Sedef ustası Orhan, sedefkârlığın dünyadaki en zor mesleklerden biri olduğunu belirterek, “Malzeme işlemesi zor. Yalnızca sedef işlemekle olmuyor. Kuyumculuk bilmeniz, marangozluktan anlamanız, desen çizebilmeniz ve geometride iyi olmanız gerekiyor. Geleneksel el sanatlarının tüm ustalarından dersler almanız gerekiyor. Tüm bunların birleşimi sedefkarlığı oluşturuyor. Tabii ki günümüzde maddi ve manevi anlamda bu mesleği sürdürmek çok zor. Bu da mesleğe gönül vermenin zevkiyle gerçekleşebiliyor. Türkiye’de toplam 10 ustadan biri olmanın yanı sıra işinin ehli 5 ustadan da biriyim. İşinin ehli derken kastettiğim şey; hammaddeden nihai esere kadar tüm işlemleri atölyede başka birinin eli değmeden yalnızca benim yapıyor olmam. Bunu Türkiye’de yapan 5 usta var ve biri benim. Eserlerim dünyanın her yerine gidiyor. Bazen yurt dışından gelip satın alanlar da oluyor. Ya da ben gidip sergilere katılıyorum. İnternet üzerinden satış da yapabildiğimiz gibi sosyal medyanın da faydasını görüyoruz açıkçası” diye konuşuyor.

“GENÇ OLMAM İLGİNÇ KARŞILANIYOR”

Kutu, ayna, kalem, takı, mücevher, dolap, takunya, mobilya gibi pek çok çeşit ürün yaptığını sözlerine ekleyen Orhan, Kültür ve Turizm Bakanlığı ile yurt dışında çok sayıda sergiye katılma fırsatı bulduğunu ve sedef işçiliğine ilginin yoğun olduğunu belirtiyor. Danimarka, Avusturya, Fransa ve Almanya’da sergiler açan sedef ustası, Türkiye’nin en geç sedefkârı olarak ilginç tepkilerle karşılaştığını da söylüyor:

“Dükkâna gelip ustan nerede diye soranlar oluyor. Benim usta olduğuma inanmaları biraz şaşkınlık yaşadıktan sonra gerçekleşiyor. Demek ki sedef ustalarını yaşlı olarak düşünüyor çoğunluk. Bu mesleği yapmak bana gurur veriyor. Genç nesilden çok iyi usta olabilecek yetenekli kişiler var. Farklı mesleklerden sedefkarlığa ilgi duyanlar var. Onlara atölyemde dersler de veriyorum. Bu mesleğin yaşamasını istiyorum.

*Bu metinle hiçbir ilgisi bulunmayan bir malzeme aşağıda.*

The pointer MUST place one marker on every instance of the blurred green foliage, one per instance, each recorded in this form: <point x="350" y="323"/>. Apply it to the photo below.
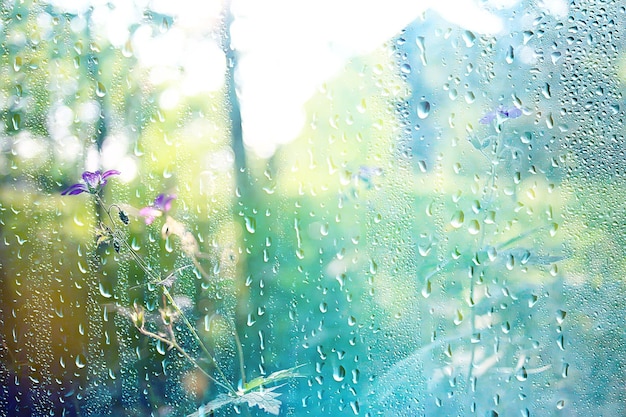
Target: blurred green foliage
<point x="461" y="269"/>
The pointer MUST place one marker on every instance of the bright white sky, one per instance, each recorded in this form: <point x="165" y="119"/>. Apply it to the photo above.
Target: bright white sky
<point x="287" y="48"/>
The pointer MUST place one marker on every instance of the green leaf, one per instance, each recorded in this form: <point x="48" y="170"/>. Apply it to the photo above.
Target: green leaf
<point x="273" y="378"/>
<point x="265" y="399"/>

Neyzen olarak da ney üfleme eğitimleri veriyorum ayrıca.”

“SEDEFKÂRLIKTA BİR SINIR YOK”

Osmanlı İmparatorluğu’nun 9. padişahı Yavuz Sultan Selim’in Tebriz Seferi’nin (1514) ardından Konstantiniyye’ye el sanatı ustalarının getirilmesiyle Osmanlı’da başlayan sedef işçiliği; kakma işlemleri, altın kullanılması, kaplumbağa kabuğu, ahşap, boynuz gibi malzemelerle birleştirilmesi sayesinde ortaya çıkan eserlerle altın çağını yaşıyor. Bu sanatın ustalarına Sedefkâr (sedeften kâr eden/para kazanan kişi) denirken, yapılan eserlerin değerleri yer yer paha biçilemez oluyor.

Malzeme olarak istiridye kabuğu adını taşıyan bir deniz kabuğundan elde edilen sedef (mother of pearl), özel işlemlerle elde kesiliyor. Sedefin gördüğü işlemleri ayrıntılarıyla anlatan Sedefkâr Mümin Orhan, Bursa’daki atölyesinde tüm işlemleri bizzat A’dan Z’ye gerçekleştirerek ham deniz kabuğundan bir eser yaratma sürecini şöyle sıralıyor:

“Kare formunda kestiğimiz sedefleri, özel işlem uygulayarak inceltiyoruz. Üzerine çizdiğimiz deseni yapıştırıyoruz. Ardından yine bir kesme işlemi uygulayıp motifleri kakma yaparak, örneğin ağaç malzemenin, yüzüklerin, kolye ve/veya küpelerin üzerine işliyoruz. Osmanlı’da ‘Caminin minaresinden hanımefendilerin takunyasına kadar sedefkârlar işlerdi’ diye kayıtlar var. Yani, bizim mesleğimizde bir sınır yok. Her şeyin üzerine sedef işleyebiliriz. Yeter ki tutkuyla bu mesleği yaşatalım.”